En cette fin de mois d'août, alors que la France suffoque pour cause de canicule, une brise légère rafraîchit les corps nus étendus sur la plage de Montalivet (« Monta », pour les intimes). Nous sommes en Gironde, au cœur du Médoc, une région connue pour son vignoble, ses pins maritimes... et ses centres naturistes.

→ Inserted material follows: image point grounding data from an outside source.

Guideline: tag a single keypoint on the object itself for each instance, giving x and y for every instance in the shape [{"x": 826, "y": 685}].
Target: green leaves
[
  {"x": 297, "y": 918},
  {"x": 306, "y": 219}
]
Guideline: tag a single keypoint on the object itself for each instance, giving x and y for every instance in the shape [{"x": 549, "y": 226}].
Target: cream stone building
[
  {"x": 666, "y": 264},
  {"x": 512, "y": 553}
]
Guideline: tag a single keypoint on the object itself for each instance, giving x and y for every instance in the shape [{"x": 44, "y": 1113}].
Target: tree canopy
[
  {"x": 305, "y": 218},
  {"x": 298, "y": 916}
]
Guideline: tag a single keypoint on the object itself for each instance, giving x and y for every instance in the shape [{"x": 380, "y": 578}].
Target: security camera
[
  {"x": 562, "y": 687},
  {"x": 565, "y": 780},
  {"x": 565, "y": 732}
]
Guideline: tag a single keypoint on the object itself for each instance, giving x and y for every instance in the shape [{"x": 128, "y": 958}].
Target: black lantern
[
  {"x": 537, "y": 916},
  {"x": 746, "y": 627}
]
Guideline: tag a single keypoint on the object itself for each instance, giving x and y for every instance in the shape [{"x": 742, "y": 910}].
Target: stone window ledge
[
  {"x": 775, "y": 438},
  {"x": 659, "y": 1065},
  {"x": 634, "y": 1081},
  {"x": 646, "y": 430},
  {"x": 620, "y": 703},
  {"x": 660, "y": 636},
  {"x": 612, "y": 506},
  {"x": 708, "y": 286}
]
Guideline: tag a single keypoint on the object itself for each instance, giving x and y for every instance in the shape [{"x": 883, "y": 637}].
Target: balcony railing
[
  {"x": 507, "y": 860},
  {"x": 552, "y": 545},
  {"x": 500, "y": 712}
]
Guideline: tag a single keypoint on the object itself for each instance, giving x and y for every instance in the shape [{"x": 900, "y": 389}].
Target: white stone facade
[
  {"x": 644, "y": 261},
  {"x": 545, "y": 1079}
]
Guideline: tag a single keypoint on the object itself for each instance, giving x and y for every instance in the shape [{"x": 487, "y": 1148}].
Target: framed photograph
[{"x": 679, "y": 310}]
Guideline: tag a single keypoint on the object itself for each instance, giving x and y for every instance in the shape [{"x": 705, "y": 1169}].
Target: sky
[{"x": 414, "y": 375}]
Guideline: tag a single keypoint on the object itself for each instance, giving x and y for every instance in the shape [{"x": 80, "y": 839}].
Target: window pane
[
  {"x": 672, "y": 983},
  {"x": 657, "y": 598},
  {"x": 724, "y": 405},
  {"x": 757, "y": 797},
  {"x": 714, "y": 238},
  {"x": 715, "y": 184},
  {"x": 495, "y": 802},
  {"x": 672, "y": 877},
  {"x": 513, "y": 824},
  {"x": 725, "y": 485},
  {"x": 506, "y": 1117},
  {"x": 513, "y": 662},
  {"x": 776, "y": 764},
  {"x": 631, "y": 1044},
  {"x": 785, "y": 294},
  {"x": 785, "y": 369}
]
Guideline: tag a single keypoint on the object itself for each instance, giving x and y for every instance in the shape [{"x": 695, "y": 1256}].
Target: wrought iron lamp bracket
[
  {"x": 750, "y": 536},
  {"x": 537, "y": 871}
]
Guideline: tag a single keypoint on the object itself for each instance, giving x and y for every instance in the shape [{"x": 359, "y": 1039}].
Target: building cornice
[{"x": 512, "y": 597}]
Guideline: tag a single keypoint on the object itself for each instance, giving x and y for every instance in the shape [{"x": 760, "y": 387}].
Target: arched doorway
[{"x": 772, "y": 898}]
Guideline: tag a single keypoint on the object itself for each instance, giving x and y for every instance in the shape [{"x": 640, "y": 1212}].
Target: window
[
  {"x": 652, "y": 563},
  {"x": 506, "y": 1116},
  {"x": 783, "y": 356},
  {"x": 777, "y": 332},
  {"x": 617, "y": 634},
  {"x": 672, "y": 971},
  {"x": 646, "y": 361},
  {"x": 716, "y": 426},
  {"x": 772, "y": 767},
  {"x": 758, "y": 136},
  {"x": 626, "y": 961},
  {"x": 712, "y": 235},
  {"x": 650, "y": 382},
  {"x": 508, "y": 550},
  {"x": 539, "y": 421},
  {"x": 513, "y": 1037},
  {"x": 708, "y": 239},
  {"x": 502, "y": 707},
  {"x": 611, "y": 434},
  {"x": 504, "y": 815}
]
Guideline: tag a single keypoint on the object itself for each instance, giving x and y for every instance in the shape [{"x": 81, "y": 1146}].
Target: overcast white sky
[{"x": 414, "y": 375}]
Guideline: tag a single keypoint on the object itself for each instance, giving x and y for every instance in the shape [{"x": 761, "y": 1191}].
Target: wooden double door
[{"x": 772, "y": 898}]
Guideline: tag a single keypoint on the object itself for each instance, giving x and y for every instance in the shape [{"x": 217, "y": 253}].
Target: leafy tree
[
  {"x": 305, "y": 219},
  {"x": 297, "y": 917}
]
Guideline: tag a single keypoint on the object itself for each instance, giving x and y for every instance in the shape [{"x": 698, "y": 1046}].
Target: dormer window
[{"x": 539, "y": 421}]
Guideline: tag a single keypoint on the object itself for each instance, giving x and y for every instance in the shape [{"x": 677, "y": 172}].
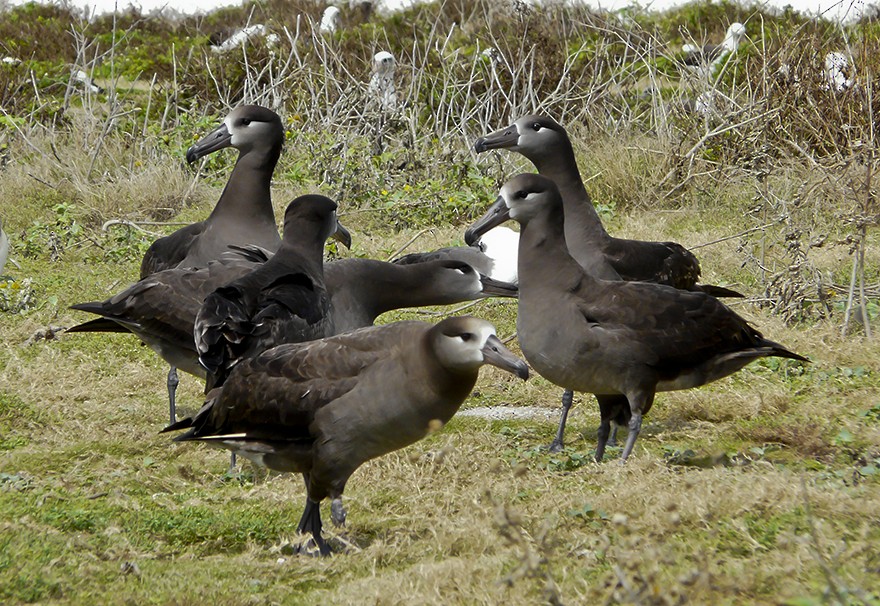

Ici, se balader dans le plus simple appareil fait partie de la culture locale : c'est à Montalivet que naît, dans les années 1950, le tout premier centre naturiste de France, le Centre héliomarin de Montalivet, ou CHM. « Body positivisme » (ce mouvement social qui prône l'acceptation de tous les corps), frugalité, reconnexion à l'environnement : la pratique est aujourd'hui parfaitement alignée avec les obsessions de l'époque. « Le regard a évolué grâce, notamment, à des campagnes de communication et à des initiatives originales, comme les visites nu de musées dans les grandes villes », explique Viviane Tiar, présidente de la Fédération française de naturisme (FFN).
Avec ses quelque 150 centres et campings naturistes et ses 2,5 millions de pratiquants, la France reste la destination numéro un du genre, attirant, chaque année, Allemands, Néerlandais et Britanniques. Après des années de ringardise, le naturisme, qui avait connu son âge d'or dans les années 1960, séduit désormais les jeunes générations. Selon la FFN, l'âge moyen du pratiquant serait d'environ 40 ans, quand il y a dix ans il était encore supérieur à 50 ans.
Longtemps dévoyée façon « les nuits chaudes du Cap d'Agde », la « philosophie » naturiste se fraie un chemin dans les pages lifestyle des magazines féminins et en librairie, à équidistance du bien-être et du développement personnel (voir le récent livre de Margaux Cassan Vivre nu, Grasset, 216 pages, 19 euros). Alors, malgré toutes ces bonnes nouvelles, pourquoi y a-t-il comme une bise d'inquiétude qui souffle ce jour-là sur la plage de « Monta », angoisse perceptible lorsqu'on discute avec les pratiquants qui évoquent tous l'« affaire » ?
A Euronat, à 6 kilomètres à peine de là, les esprits s'échauffent depuis quelques mois. Avec son domaine forestier de 335 hectares, son camping quatre étoiles et ses bungalows en bois, ce centre ouvert en 1975 est le plus grand d'Europe. Ici plus qu'ailleurs, l'utopie naturiste semble battre son plein. Pas un smartphone à l'horizon, nous sommes en zone blanche et les photos sont interdites.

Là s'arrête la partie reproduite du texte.